Cindy Zothanpuii Tlau
Project Period: One year and six months
This Foundation Project, implemented by IFA, aims to explore the megaliths in Mizoram as archives that shape contemporary Mizo identity and aesthetics. Through a combination of ethnographic study and artistic collaboration, the project will examine how megaliths function as repositories of indigenous imagination and how they resonate within contemporary artistic practices, including painting, sculpture, and digital media. Cindy Zothanpuii Tlau is the Coordinator of this project.
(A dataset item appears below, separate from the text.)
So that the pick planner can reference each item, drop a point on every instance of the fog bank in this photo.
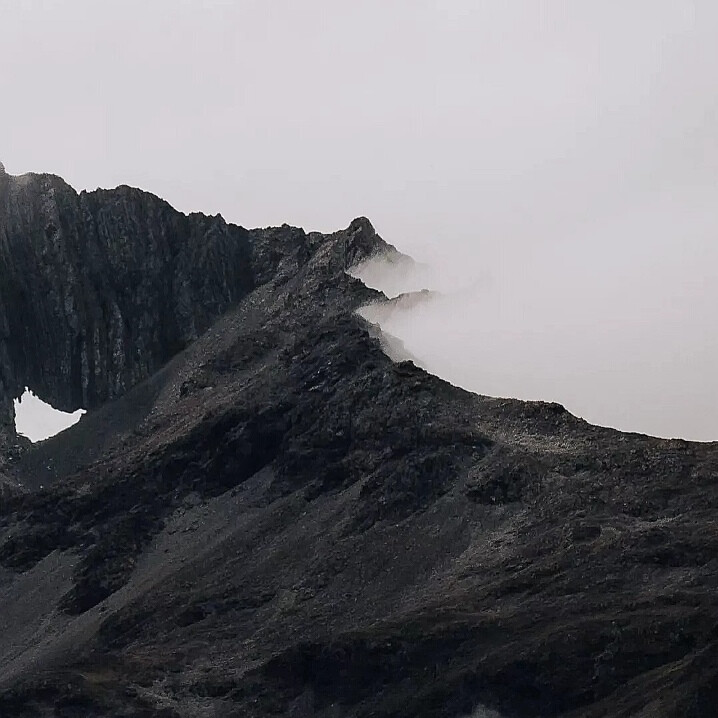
(554, 163)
Cindy Zothanpuii Tlau is a researcher, writer, and cultural practitioner from Mizoram and based in New Delhi. She is a doctoral candidate in Visual Studies at the School of Arts and Aesthetics, Jawaharlal Nehru University, and a recipient of several research grants and fellowships. She works at the intersection of indigenous knowledge systems, visual culture, and identity across Northeast India, bringing a deeply rooted, practice-led approach to this research. Given her background in cultural studies and experience with oral histories and visual traditions, she is best placed to be the Project Coordinator of this Foundation Project of IFA.
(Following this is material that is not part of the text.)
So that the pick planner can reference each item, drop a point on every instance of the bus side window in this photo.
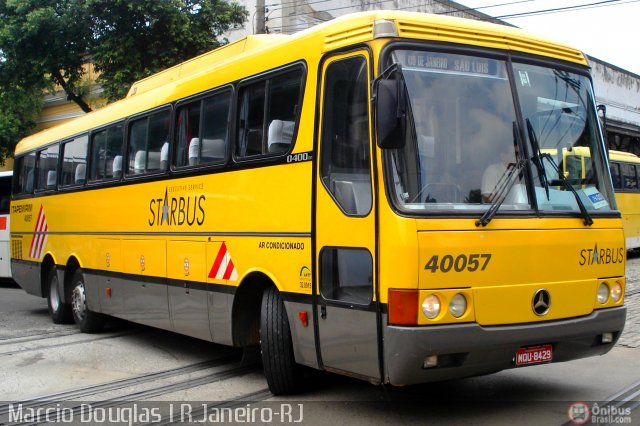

Concentrated largely in the Champhai District, these engraved and carved megalithic stones stand in stark contrast to Mizo contemporary cultural life. And yet, as has been observed, they continue to inspire aesthetic re-imaginings of Mizo history and what it means to be ‘Mizo.’ As artists engage with these motifs today, they are not merely appropriating imagery but actively reaffirming connections to ancestral knowledge and collective memory. This complex intersection of memory, materiality, and imagination calls for an in-depth study.
The methodology for this project is anchored in practice-led ethnography, combining field-based research with artistic collaboration. Fieldwork will involve participant observation, semi-structured interviews, photography, and community dialogues with local custodians of megalith sites, elders, and cultural practitioners to gather narratives and understandings of the stones. In addition to field research, secondary sources such as newspapers, books, existing research, and magazines will be consulted to situate Mizo megaliths within historical and contemporary discourses. Translation work will be carried out where necessary. In parallel, the project will collaborate with selected contemporary artists, inviting them to produce new works that respond to megalithic traditions. Additionally, a series of participatory workshops will bring together youth, artists, and community members to share, debate, and document cultural expressions, with a particular focus on emerging digital practices and urban cultural forms.
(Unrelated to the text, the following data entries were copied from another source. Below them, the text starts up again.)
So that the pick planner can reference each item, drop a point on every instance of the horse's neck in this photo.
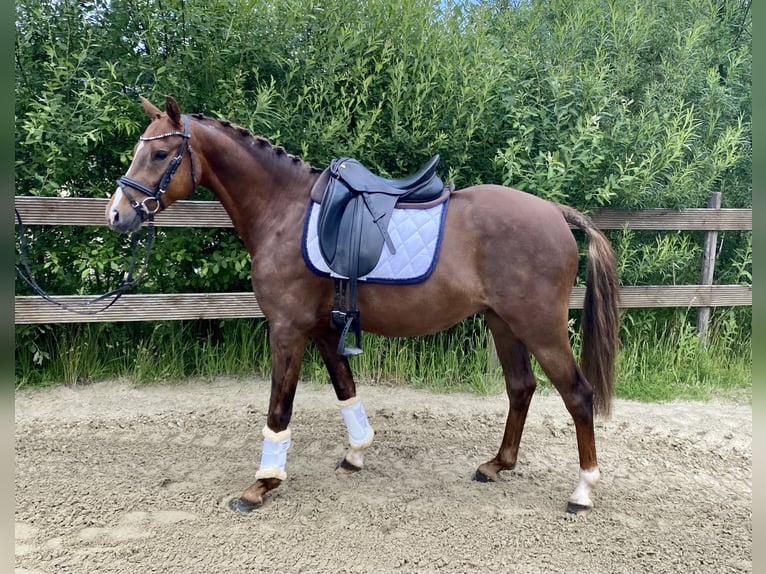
(264, 191)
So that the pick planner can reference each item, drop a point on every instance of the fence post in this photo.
(708, 267)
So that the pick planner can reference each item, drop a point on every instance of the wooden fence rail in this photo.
(150, 307)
The outcome of this project will include a visual archive of photographs, a bilingual photo book, a critical essay examining the megaliths as indigenous archives and their contemporary reinterpretations, new artworks created in collaboration with contemporary artists, and participatory workshops and dialogues engaging youth and community members in Mizoram. The Project Coordinator’s deliverables to IFA, along with the final reports, will include the photo book and the research essay, and fieldwork documentation.
This project suitably addresses the framework of IFA’s Arts Research programme by foregrounding indigenous knowledge systems and their reanimation through contemporary art. The project is unique in its claim that the megaliths must be understood as indigenous archives of memory and imagination, shaping Mizo understandings of their past outside the colonial and state-sponsored narratives.
IFA will ensure that the implementation of this project happens in a timely manner and funds expended are accounted for. IFA will also review the progress of the project at midterm and document it through an Implementation Memorandum. After the project is finished and all deliverables are submitted, IFA will put together a Final Evaluation to share with Trustees.
The Project is part-supported by BNP Paribas India.